Download or read book Islam and the Rule of Justice written by Lawrence Rosen and published by University of Chicago Press. This book was released on 2018-03-13 with total page 293 pages. Available in PDF, EPUB and Kindle. Book excerpt: In the West, we tend to think of Islamic law as an arcane and rigid legal system, bound by formulaic texts yet suffused by unfettered discretion. While judges may indeed refer to passages in the classical texts or have recourse to their own orientations, images of binding doctrine and unbounded choice do not reflect the full reality of the Islamic law in its everyday practice.
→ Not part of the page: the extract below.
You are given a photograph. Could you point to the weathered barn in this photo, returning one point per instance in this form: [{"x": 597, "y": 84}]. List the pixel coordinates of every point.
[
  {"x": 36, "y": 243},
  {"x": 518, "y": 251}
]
Whether in the Arabic-speaking world, the Muslim portions of South and Southeast Asia, or the countries to which many Muslims have migrated, Islamic law works is readily misunderstood if the local cultures in which it is embedded are not taken into account. With Islam and the Rule of Justice, Lawrence Rosen analyzes a number of these misperceptions. Drawing on specific cases, he explores the application of Islamic law to the treatment of women (who win most of their cases), the relations between Muslims and Jews (which frequently involve close personal and financial ties), and the structure of widespread corruption (which played a key role in prompting the Arab Spring). From these case studie the role of informal mechanisms in the resolution of local disputes. The author also provides a close reading of the trial of Zacarias Moussaoui, who was charged in an American court with helping to carry out the 9/11 attacks, using insights into how Islamic justice works to explain the defendant’s actions during the trial. The book closes with an examination of how Islamic cultural concepts may come to bear on the constitutional structure and legal reforms many Muslim countries have been undertaking.